3.允许重定向 (其实皮肤海报的url是重定向的，但有一个小规律，可以不用重定向)

Allowing redirections
默认情况下(By default)，
媒体管道会忽略重定向( ignore redirects,)
例如，一个指向媒体文件URL请求的HTTP重定向将意味着媒体下载失败。

4.当然还可以自己指定文件名、文件夹名

5.避免下载最近下载的文件

指定延迟天数

# 120 days of delay for files expiration
FILES_EXPIRES = 120

# 30 days of delay for images expiration
IMAGES_EXPIRES = 30

2.进一步配置setting.py

我创建的scrapy项目：叫做KingshonerskinPipeline
手快打错了应该是honor，不是honer，
而且呢用glory代替honor，更好
我创建的spider 叫做 skin.py

在setting.py中：

ROBOTSTXT_OBEY = False   #首先，一般都不遵循Robot协议


DEFAULT_REQUEST_HEADERS = {
    'Accept': 'application/json, text/javascript, */*; q=0.01',
    'Accept-Language': 'en',
    'User-Agent': 'Mozilla/5.0 (Windows NT 10.0; Win64; x64) AppleWebKit/537.36 (KHTML, like Gecko) Chrome/88.0.4324.182 Safari/537.36'
}
# 默认请求头

ITEM_PIPELINES = {
    'kingshonerSkin.pipelines.KingshonerskinPipeline': 300,
   # 'scrapy.pipelines.images.ImagesPipeline': 1  
}
# 注释了默认的ImagePipeline，
# 同时启用，我自己customize（自己写的）KingshonerskinPipeline

IMAGES_STORE = './王者荣耀皮肤'  #我设置的文件存储目录   
IMAGES_URLS_FIELD = 'skin_urls'  # 我给默认的image_urls 改成了 skin_urls
IMAGES_RESULT_FIELD = 'skin_results'  # 我给默认的image 改成了 skin_results

我的setting.py的部分截图

3.我这样写爬虫spider.py

从这里开始爬：

英雄资料列表页-英雄介绍-王者荣耀官方网站-腾讯游戏https://pvp.qq.com/web201605/herolist.shtml

先大概分析。

进入每个英雄的页面后，

我一般在pycharm console 先来交互式的编程

导入requests，Beautiful 来一步一步“进入网页”，爬取信息。

代码有效就复制到spider.py里面

免得一次性写好爬虫文件（spider.py）再来debug，

导入库

直接requests.get(url)
没有加headers或者其他参数，直接在右边看到，Resposne 200了
这网站，没什么反扒

分析：我用select方法定位标签

接着我

for i in soup.select('.herolist-content > ul > li > a'):   
	print(i.text)

结果print一些乱码出来：我发现是response.encoding的问题。

改一下encoding，就正常显示中文字。

到了这里说明没有页面渲染，每个英雄的url都能拿到
·
接着进入单个英雄，就拿瑶瑶分析吧
https://pvp.qq.com/web201605/herodetail/505.shtml

用select抓一下标签

结果抓了个寂寞，
要么我写错了select，要么网页动态渲染了。
但我向来不会犯这样写错小错误，结果还真是渲染了。
我Refresh了网页，这个url真正html代码：

经过一番对比
发现background_url（网页背景皮肤海报的url）是一样的，下面pic-pf标签不一样
·
但真正需要的就是background_url，
·
因为相同英雄的皮肤海报url，就后面的数字在递增

所以到现在，spider.py真正要解决的是
1.每个hero对应的id
2.皮肤的数量和名字

4.上代码（我的item.py/skin.py(我写的爬虫类)）

# items.py
import scrapy

class KingshonerskinItem(scrapy.Item):
    skin_urls = scrapy.Field()  # 必须要有的字段，list，存放皮肤url
    skins_name = scrapy.Field()  # list，存放皮肤name
    skin_results = scrapy.Field()  # 必须要有的字段，result 存放...
    hero_name = scrapy.Field()  # str, 英雄中文名

# spider.py
import scrapy
from bs4 import BeautifulSoup
from scrapy import Request
import re
from kingshonerSkin.items import KingshonerskinItem


class SkinSpider(scrapy.Spider):
    name = 'skin'
    start_urls = ['https://pvp.qq.com/web201605/herolist.shtml']

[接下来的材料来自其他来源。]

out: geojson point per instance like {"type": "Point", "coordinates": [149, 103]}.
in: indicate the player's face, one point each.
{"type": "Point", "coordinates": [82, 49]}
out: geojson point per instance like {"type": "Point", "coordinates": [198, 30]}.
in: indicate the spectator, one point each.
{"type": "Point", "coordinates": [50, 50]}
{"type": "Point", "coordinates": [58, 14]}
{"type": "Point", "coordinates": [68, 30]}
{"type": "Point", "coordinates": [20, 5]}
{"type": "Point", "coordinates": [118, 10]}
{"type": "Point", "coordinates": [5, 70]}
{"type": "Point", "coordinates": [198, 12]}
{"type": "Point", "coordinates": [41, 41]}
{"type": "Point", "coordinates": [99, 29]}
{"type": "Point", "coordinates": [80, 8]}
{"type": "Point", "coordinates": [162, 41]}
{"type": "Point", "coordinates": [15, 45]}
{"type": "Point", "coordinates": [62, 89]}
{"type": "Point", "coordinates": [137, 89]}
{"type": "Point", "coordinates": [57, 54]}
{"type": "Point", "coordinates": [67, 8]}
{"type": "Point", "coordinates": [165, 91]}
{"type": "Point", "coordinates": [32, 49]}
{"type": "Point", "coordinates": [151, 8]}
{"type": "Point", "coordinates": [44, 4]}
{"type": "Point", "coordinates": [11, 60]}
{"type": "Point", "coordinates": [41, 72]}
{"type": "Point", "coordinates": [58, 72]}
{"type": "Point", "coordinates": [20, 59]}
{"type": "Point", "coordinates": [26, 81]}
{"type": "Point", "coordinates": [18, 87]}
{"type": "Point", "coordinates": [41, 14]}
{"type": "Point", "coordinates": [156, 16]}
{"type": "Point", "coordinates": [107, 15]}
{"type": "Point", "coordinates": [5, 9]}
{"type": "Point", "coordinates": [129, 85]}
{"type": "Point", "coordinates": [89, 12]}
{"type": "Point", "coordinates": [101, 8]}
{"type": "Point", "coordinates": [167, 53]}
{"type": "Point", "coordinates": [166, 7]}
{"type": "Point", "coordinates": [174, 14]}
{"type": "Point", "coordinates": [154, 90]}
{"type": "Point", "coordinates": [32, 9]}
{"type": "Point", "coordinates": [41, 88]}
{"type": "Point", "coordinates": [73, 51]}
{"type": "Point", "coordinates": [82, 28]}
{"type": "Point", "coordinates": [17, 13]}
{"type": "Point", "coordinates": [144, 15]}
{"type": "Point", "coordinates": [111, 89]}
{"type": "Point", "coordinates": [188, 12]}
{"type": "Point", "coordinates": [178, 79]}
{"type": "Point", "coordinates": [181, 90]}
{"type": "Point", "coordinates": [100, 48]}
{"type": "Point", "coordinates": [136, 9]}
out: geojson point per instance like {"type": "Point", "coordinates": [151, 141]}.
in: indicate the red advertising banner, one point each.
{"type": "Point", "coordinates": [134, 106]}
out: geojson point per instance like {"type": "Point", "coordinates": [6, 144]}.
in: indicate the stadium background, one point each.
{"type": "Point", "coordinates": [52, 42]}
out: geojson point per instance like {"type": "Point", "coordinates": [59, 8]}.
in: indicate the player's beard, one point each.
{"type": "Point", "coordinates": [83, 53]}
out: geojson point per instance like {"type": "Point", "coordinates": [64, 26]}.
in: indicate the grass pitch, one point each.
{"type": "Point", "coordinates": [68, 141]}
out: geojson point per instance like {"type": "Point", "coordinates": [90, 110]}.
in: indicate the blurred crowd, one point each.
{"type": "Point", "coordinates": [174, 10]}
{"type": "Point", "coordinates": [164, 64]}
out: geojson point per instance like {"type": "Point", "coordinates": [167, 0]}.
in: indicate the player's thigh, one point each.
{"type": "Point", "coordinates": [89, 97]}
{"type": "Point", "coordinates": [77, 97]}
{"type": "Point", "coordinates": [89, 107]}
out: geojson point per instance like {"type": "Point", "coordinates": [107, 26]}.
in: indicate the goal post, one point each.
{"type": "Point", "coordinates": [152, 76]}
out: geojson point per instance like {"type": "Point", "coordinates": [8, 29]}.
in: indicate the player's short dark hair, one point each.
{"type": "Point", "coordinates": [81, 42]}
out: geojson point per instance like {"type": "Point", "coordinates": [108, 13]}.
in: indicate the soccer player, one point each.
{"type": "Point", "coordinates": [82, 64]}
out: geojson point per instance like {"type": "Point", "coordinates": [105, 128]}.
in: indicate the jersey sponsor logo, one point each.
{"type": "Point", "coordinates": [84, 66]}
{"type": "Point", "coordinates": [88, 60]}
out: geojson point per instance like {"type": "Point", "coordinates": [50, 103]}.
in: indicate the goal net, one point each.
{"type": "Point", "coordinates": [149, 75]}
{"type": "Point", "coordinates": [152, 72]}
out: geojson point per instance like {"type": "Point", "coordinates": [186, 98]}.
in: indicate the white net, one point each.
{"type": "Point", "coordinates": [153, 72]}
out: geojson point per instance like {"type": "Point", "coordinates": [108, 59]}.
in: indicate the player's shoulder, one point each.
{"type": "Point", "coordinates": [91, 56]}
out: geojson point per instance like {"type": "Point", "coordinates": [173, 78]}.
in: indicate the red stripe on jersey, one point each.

    def parse(self, response):   # 进入每个英雄的皮肤所在页面
        soup = BeautifulSoup(response.text,'html.parser')
        for i in soup.select('.herolist-content > ul > li > a'):
            url_id = re.findall(r'/\d+.shtml',i.get('href'))[0]  # 拿到每个英雄对应的id
            yield Request(url='https://pvp.qq.com/web201605/herodetail'+url_id, callback=self.parse_skin)
            # 按照id，组成每个英雄的url，去yield Request

    def parse_skin(self, response):
        item = KingshonerskinItem()
        soup = BeautifulSoup(response.text, 'html.parser')
        skin_id = 'https:' + re.findall(r'//.*.jpg',soup.select_one('.wrapper > div').get('style'))[0].replace('1.jpg','{}.jpg')
        # 将background_url 变成通用的
        skins_name = soup.select_one('.pic-pf > ul').get('data-imgname').split('|')  # 皮肤名字列表
        hero_name = soup.select_one('h2.cover-name').text
        urls = []
        for i in range(len(skins_name)):
            skins_name[i] = skins_name[i].split('&')[0] # 清理多余的符号“&3”
            urls.append(skin_id.format(i+1))
        item['hero_name'] = hero_name
        item['skin_urls'] = urls
        item['skins_name'] = skins_name
        return item

5.写ItemPipeline，(Customize ItemPipeline)

如果简单使用ImagesPipeline
就无需写这个类，
只用：启用’scrapy.pipelines.images.ImagesPipeline’: 1，
甚至不禁用自己写的pipeline.py也可以

ITEM_PIPELINES = {
   'kingshonerSkin.pipelines.KingshonerskinPipeline': 300,
    'scrapy.pipelines.images.ImagesPipeline': 1
}

当然，我们要处理英雄和皮肤的对应关系。
自己写ItemPipeline.

我先上我的itempipeline.py代码

from scrapy import Request
from scrapy.pipelines.images import ImagesPipeline


class KingshonerskinPipeline(ImagesPipeline):
    def file_path(self, request, response=None, info=None, *, item):
        skin_num = int(request.url[-5]) - 1   # 海报url和海报名字对应上。
        return f'{item["hero_name"]}/{item["skins_name"][skin_num]}.jpg'

    def get_media_requests(self, item, info):
        # for i in item['skins_name']:
        #     yield Request(i)
        return [Request(i) for i in item['skin_urls']]

二、真正要学习的就是这三个函数了

6.1 file_path(self, request, response=None, info=None, *, item=None)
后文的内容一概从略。